Most days…

Most days I am able to see growing older as a gift.  In the past, I wasted way too much energy worrying about things I couldn’t control.  Worrying about what others thought of me – bosses, co-workers, contemporaries, even complete strangers!  It is the crowning reward of becoming a true grownup to gain the perspective on life that only time and experience can bring.  Most days I wear my crown with pleasure and no longer obsess over what others may or may not think of me or second guess myself.

Most days.  Most days I can go about my life, looking for adventures and creativity that are not defined by age.  Most days I can be my own cheerleader and focus and direct my energies into positive actions. Sadly, these are not most days.  Current world events weigh heavily on me.  The systemic racism in our country can no longer be denied.  People are dying daily from a health crisis that has been allowed to spin out of control.  At a time when I most want to gather my loved ones close, I need to stay away to keep them safe.  I am definitely in a COVID19-funk and know that life will never return to what I thought of as normal.  Perhaps that is why some of the tools I have used in the past to pull myself out of a bad mood aren’t working.  I knew I needed a shift in perspective, or it was going to be a very long summer.

This week, that perspective came from seeing myself through another’s eyes.  I received a pre-birthday letter of love from a niece.  In her eloquent writings, she shared her favorite memories of me through the years.  While reading, I was amazed at her litany of reminisces, including the story about me providing her with some sage advice at a time she really needed it.  And her memory of coming to visit with her mom and brother for the Christmas holidays when she was four or five years old and sleeping with me in my big bed, snuggled up and being allowed to cuddle my Raggedy Ann doll. Wow! I am beyond touched that with all she currently has on her own plate navigating her family through this pandemic, she reached out with such a kind heart.  People often have a hard time appreciating their own value, including me.  How helpful that every once in a while, we can have the privilege of seeing ourselves through someone else’s eyes. 

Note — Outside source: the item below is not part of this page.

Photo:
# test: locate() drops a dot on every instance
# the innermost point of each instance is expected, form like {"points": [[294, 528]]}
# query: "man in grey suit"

My niece, Beth, and me, circa 1970.

While it is often human nature to stay with what we know, the times they are a changing.  I am trying to use this time to reset my value system, figuring out where best to put my time and love.   And as I bob and weave my way through our new normal, I am grateful for people like my niece who help me keep things in perspective.

C’est la vie.  

4 thoughts on “Most days…

  1. You will be fine. I’m also sad about our changing world, the things I can’t change, the things that won’t change for the better. Over the years I’m sure you have left people’s hearts touched by some small or big act of kindness like your niece. You simply have to recharge for we are all adjusting to this change in our lives. I’ll be thinking of you.